Nous disons il lui sembla ; car pour un instant ses idées cessèrent d’être bien distinctes. Il éprouva comme une espèce d’engourdissement qui paralysait l’action de la pensée.

Puis, lorsqu’il revint à lui, il était seul. Ses membres étaient emprisonnés dans des formes étranges et insolites.

Il était enfin devenu en tout point semblable au grand loup noir qui lui parlait l’instant d’auparavant.

Un seul poil blanc, placé dans la région du cervelet, jurait avec tout ce pelage sombre.

Ce seul poil blanc du loup, c’était le seul cheveu noir qui restât à l’homme.

Alors, et avant qu’il eût eu le temps de se remettre, il lui sembla entendre s’agiter les buissons et en sortir un aboiement sourd et étouffé…

Il pensa en frémissant à la meute du seigneur Jean.

Thibault, ainsi métamorphosé en loup noir, se dit qu’il serait sage de ne point imiter son devancier, et de ne point attendre, comme lui, que la meute du seigneur Jean fût sur ses traces.
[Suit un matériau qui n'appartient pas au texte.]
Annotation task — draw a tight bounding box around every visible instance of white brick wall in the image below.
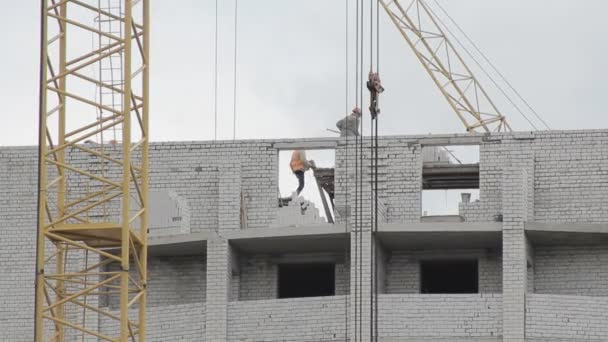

Il supposa que ce qu’il avait entendu pouvait bien venir d’un limier, et se décida à ne point attendre le découplé.

Il partit, filant droit devant lui comme les loups le font d’habitude, et il reconnut, avec une satisfaction profonde, que, dans sa métamorphose, ses forces et l’élasticité de ses membres se trouvaient décuplées.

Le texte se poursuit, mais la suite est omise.